Job creation slowed sharply in March: Labor Dept.

Job creation slowed sharply in March: Labor Dept.

President Trump signs an executive order on American energy policy and climate regulations. March 28, 2017. Courtesy: White House
President Donald Trump signs an executive order on U.S. energy policy and climate regulations, on March 28, 2017, at the Environmental Protection Agency in Washington, D.C. Looking on and smiling are EPA Administrator Scott Pruitt, at left wearing blue tie. White House photo)

WASHINGTON – Hiring in the United States slowed dramatically in March, with the U.S. economy creating 98,000 jobs – only about half of the 180,000 that economists had forecast, according to data the Labor Department released Friday

The new figure represented the weakest job creation since May 2016.

The January and February numbers were revised lower by a combined 38,000 jobs. In January the economy created 216,000 jobs, not 238,000; the revised number for February was 219,000, not 235,000.

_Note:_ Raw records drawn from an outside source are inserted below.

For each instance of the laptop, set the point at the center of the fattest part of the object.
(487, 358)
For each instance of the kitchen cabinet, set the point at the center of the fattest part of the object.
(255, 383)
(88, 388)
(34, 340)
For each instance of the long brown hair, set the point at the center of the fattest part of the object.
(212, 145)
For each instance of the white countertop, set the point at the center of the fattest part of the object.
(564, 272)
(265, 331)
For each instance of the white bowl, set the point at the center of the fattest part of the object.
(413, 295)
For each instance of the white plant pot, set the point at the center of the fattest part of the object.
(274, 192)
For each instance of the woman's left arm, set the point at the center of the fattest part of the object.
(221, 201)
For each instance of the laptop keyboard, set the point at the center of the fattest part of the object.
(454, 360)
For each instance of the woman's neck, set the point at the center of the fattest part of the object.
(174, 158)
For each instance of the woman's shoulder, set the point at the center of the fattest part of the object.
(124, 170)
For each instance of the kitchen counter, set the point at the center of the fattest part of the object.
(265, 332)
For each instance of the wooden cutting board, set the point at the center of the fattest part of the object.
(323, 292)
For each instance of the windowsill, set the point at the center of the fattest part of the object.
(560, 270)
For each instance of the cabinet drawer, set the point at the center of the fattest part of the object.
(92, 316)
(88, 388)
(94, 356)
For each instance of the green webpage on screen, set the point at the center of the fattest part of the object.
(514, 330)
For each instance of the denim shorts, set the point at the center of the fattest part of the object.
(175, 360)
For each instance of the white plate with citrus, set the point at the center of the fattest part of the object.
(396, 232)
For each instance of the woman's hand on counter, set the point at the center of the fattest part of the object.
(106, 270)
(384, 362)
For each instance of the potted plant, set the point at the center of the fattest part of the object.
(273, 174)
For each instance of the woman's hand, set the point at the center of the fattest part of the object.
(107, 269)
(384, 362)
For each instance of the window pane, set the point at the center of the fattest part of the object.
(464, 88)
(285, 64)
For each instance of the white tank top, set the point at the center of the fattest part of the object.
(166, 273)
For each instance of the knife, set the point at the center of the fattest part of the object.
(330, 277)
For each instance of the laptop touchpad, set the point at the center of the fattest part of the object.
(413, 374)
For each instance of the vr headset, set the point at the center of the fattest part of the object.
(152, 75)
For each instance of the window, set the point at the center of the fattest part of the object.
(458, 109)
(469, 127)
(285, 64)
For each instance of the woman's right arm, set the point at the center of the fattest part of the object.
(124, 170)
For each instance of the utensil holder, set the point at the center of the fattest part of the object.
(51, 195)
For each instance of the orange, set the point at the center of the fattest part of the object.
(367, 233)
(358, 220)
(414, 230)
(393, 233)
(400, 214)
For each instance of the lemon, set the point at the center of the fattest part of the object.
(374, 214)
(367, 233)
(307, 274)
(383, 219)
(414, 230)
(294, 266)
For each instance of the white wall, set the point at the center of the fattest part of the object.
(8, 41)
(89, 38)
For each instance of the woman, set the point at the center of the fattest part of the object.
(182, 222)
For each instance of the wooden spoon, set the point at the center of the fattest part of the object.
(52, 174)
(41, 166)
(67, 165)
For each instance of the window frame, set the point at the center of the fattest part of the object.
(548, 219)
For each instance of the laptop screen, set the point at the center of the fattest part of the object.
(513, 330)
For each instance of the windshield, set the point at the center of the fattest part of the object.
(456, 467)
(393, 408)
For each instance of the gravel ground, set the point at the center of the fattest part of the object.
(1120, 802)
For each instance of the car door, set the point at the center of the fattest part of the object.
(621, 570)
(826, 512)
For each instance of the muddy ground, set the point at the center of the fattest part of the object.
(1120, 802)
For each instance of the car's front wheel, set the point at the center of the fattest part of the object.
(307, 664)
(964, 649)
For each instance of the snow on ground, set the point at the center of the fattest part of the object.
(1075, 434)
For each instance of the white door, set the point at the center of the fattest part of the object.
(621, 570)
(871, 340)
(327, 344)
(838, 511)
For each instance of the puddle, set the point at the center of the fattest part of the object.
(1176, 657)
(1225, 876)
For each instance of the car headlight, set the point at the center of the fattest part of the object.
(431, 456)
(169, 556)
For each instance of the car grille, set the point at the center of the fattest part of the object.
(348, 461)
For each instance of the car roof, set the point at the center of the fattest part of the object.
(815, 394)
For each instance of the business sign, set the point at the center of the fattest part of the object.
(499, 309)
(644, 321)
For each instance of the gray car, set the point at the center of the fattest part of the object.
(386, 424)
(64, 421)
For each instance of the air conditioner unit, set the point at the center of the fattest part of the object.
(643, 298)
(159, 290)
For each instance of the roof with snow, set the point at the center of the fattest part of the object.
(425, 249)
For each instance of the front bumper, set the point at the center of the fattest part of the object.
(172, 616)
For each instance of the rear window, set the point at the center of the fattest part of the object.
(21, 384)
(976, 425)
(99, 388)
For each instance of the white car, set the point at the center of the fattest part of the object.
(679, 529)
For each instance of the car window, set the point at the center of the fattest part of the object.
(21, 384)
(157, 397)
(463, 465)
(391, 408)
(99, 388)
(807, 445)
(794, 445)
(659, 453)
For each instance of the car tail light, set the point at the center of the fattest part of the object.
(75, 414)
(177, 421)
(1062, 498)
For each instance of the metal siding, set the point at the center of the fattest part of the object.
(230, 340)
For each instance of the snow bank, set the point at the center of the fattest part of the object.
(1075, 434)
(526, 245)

The bright spot in the latest government jobs report was that the overall unemployment rate continues to drop. The unemployment rate fell from 4.7 percent to 4.5 percent in March, the lowest level since May 2007. Economists believe an unemployment rate of 4-5 percent represents full employment – as in, anyone who wants a job has one. The number of unemployed people declined from 326,000 to 7.2 million  in March, according to the data.

Employment increased in professional and business services, with 56,000 jobs being added. The mining sector added 11,000 jobs.

March marks the 78th consecutive month of job growth – the longest since official record-keeping began in 1939.

One glaring trend in the data is the weakness in retail jobs. In March, retail lost 29,700 jobs. That follows a loss of 30,000 jobs in February. Bankruptcies and store closings continue to plague retailers, who face stiff competition from online retailers such as Amazon.

Average hourly earnings are still on the rise, increasing 5 cents in March to $26.14, according to the report.

Some analysts believe the major storm on the East Coast in March skewed some of the jobs figures and are waiting to see what happens in the April. The construction industry had gained 59,000 jobs in February but added just 6,000 in March. Many analysts blame the blizzard for the slowdown but some fear the demand for new construction could be weakening.